YantrikDB Hermes Plugin — Persistent Memory for Hermes Agents

Hermes is an open-source agent runtime. The yantrikdb-hermes-plugin gives Hermes agents persistent memory via YantrikDB — embedded mode by default, no separate server, no token-mint step, no cluster.

If you’re running a Hermes agent and want it to remember across conversations, this is the smallest possible integration: install the plugin, set three environment variables, restart the agent.

Installation

pip install yantrikdb-hermes-plugin

Pulls ~10 MB total (yantrikdb engine + plugin + bundled embedder). No torch, no transformers, no ONNX runtime.

Configuration (3 lines)

Add to ~/.hermes/.env:

YANTRIKDB_MODE=embedded
YANTRIKDB_DB_PATH=~/.hermes/memory.db
YANTRIKDB_NAMESPACE=default

That’s it. Verify the agent picked it up:

hermes memory status
# → yantrikdb available ✓

What it adds to a Hermes agent

The plugin registers three tools the agent can call autonomously:

Tool	What it does
`yantrikdb_remember`	Store a memory with importance + domain tags. ~0.08s first call (engine warmup), sub-ms after.
`yantrikdb_recall`	Semantic search across stored memories. Returns ranked results with `why_retrieved` explanations the agent can integrate.
`yantrikdb_stats`	Namespace stats — active memories, conflicts, decay state. Useful for the agent to introspect its own memory.

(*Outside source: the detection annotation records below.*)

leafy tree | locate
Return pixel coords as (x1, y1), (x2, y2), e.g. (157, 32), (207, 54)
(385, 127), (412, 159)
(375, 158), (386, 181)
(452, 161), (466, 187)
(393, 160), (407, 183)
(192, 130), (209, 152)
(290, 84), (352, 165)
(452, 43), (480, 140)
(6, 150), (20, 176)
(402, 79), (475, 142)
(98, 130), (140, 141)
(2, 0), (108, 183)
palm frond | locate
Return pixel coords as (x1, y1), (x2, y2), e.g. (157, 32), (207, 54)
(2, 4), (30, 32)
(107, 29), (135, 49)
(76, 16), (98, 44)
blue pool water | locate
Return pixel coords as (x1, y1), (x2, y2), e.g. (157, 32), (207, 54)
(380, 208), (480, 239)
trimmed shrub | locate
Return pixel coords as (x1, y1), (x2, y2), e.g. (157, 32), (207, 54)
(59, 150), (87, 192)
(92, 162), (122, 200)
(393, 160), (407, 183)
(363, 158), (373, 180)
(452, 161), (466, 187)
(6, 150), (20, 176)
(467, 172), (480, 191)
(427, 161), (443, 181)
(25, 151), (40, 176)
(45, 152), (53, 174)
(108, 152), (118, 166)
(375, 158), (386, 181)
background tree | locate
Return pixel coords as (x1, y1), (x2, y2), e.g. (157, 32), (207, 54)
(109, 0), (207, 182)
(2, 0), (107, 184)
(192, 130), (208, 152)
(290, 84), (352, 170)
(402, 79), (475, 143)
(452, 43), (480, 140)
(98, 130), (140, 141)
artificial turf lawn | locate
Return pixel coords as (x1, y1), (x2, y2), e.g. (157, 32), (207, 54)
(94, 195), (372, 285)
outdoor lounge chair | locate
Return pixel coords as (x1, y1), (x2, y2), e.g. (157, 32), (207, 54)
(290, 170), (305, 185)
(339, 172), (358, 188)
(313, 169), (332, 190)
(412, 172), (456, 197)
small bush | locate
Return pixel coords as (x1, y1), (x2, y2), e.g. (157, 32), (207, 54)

Default ranking uses YantrikDB’s full scoring: similarity × importance × decay × graph proximity. The why_retrieved field tells the agent why a memory surfaced (e.g., ["semantically similar (0.62)", "important (decay=0.98)", "graph-connected via Alice"]) — this lets the agent give natural-language explanations of recall, rather than just dumping vector hits.

Embedded vs HTTP mode

The plugin supports two backends:

Mode	When to use	Latency	Setup cost
`embedded` (default)	Single agent, local data, no replication needed	Sub-ms recall	3 env vars
`http`	Cluster deployment, replication, multi-agent shared memory	~10-30 ms	YantrikDB server + token mint + URL

For most Hermes agent setups (one agent, local memory), embedded is the right choice. For multi-agent systems or production with replication, switch to HTTP and run a YantrikDB server.

Example: agent with persistent memory

# Hermes agent run
python run_agent.py --base_url https://api.deepseek.com/v1 --model deepseek-chat

Without the plugin: every conversation starts blank.

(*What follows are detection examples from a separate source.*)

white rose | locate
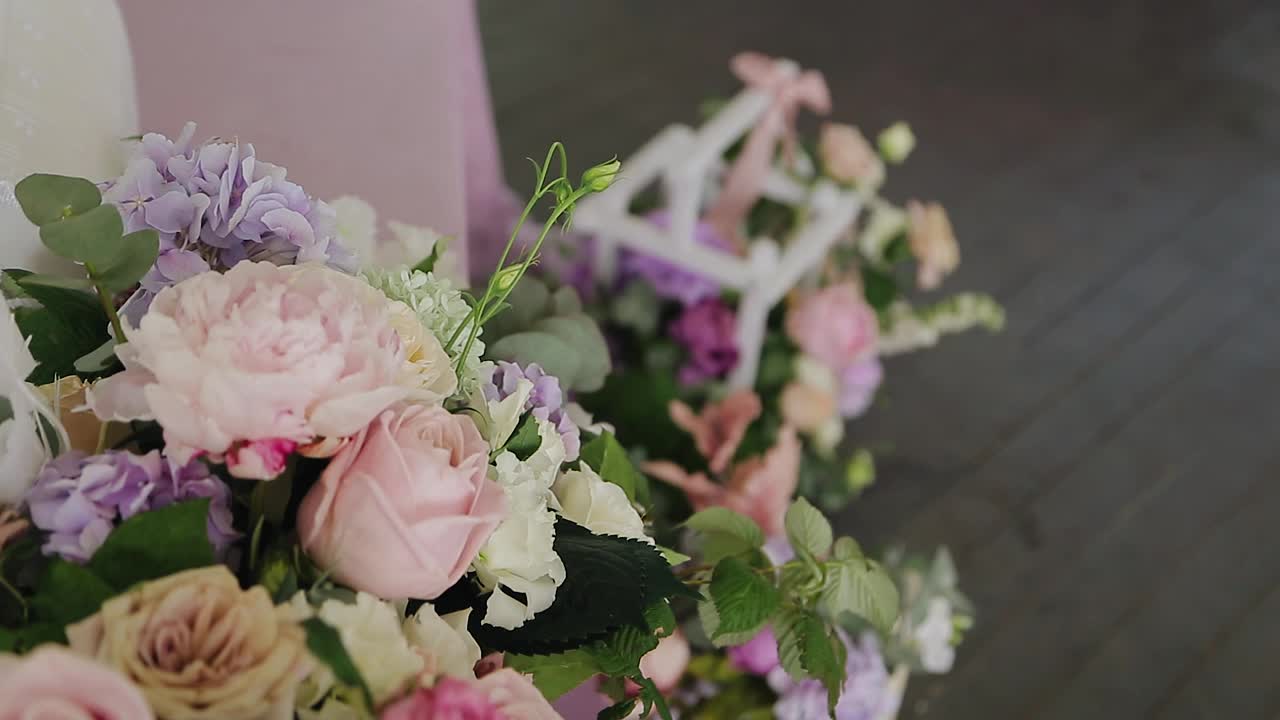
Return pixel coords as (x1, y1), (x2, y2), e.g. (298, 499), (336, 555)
(472, 420), (564, 630)
(552, 462), (653, 544)
(403, 603), (480, 678)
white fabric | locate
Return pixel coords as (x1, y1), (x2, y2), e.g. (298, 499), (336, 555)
(0, 0), (138, 272)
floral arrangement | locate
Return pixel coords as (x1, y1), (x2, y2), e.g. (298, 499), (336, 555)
(0, 127), (899, 720)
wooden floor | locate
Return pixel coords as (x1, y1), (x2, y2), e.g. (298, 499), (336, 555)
(480, 0), (1280, 720)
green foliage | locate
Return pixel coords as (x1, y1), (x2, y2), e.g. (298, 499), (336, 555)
(709, 557), (781, 642)
(685, 507), (764, 564)
(470, 518), (696, 655)
(786, 497), (832, 559)
(0, 270), (110, 384)
(87, 498), (214, 591)
(13, 173), (102, 227)
(579, 433), (649, 505)
(302, 618), (374, 708)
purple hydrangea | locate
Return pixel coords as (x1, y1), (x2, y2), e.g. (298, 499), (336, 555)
(768, 633), (901, 720)
(667, 299), (739, 384)
(26, 450), (239, 562)
(102, 123), (356, 319)
(618, 210), (733, 305)
(481, 360), (581, 460)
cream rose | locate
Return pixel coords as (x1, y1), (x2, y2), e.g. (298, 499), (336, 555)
(67, 565), (314, 720)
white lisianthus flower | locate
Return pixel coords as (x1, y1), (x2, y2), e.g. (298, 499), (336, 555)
(911, 597), (956, 674)
(472, 420), (564, 630)
(552, 462), (653, 544)
(0, 299), (68, 505)
(403, 603), (480, 678)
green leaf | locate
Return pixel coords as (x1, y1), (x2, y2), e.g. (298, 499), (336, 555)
(31, 559), (115, 625)
(504, 415), (543, 460)
(90, 229), (160, 292)
(579, 433), (649, 505)
(685, 507), (764, 562)
(818, 557), (899, 633)
(13, 173), (99, 225)
(506, 650), (600, 701)
(40, 199), (124, 266)
(302, 618), (374, 708)
(710, 557), (781, 641)
(88, 498), (214, 591)
(595, 697), (636, 720)
(785, 497), (832, 560)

With the plugin: the agent autonomously calls yantrikdb_remember on decisions, preferences, and facts during the conversation, and yantrikdb_recall at the start of subsequent turns. A real DeepSeek session was verified end-to-end on 2026-05-09 — 3 yantrikdb_remember calls + 1 yantrikdb_recall (correctly ranked) + 1 yantrikdb_stats, all sub-millisecond on the embedded backend.

The agent’s natural-language explanation of why it recalled what it recalled uses YantrikDB’s why_retrieved annotations directly — no extra prompting needed.

What you don’t get from the plugin

The plugin ships YantrikDB’s core memory primitives (record / recall / stats). It does not ship:

Skill management (/v1/skills/* endpoints) — skills are server-side in YantrikDB, and Hermes has its own filesystem-based skill catalog that stays canonical. See the Skill as Memory paper for why this separation is deliberate.
Schema validation for agent-written content — embedded mode has no admission control. Agent-written records are accepted as-is.
Raft replication — single-machine embedded backend by definition.
Knowledge graph operations — relate / entity_profile are available via the engine API but the plugin exposes only the three core tools by default.

For these, run the YantrikDB server and set YANTRIKDB_MODE=http.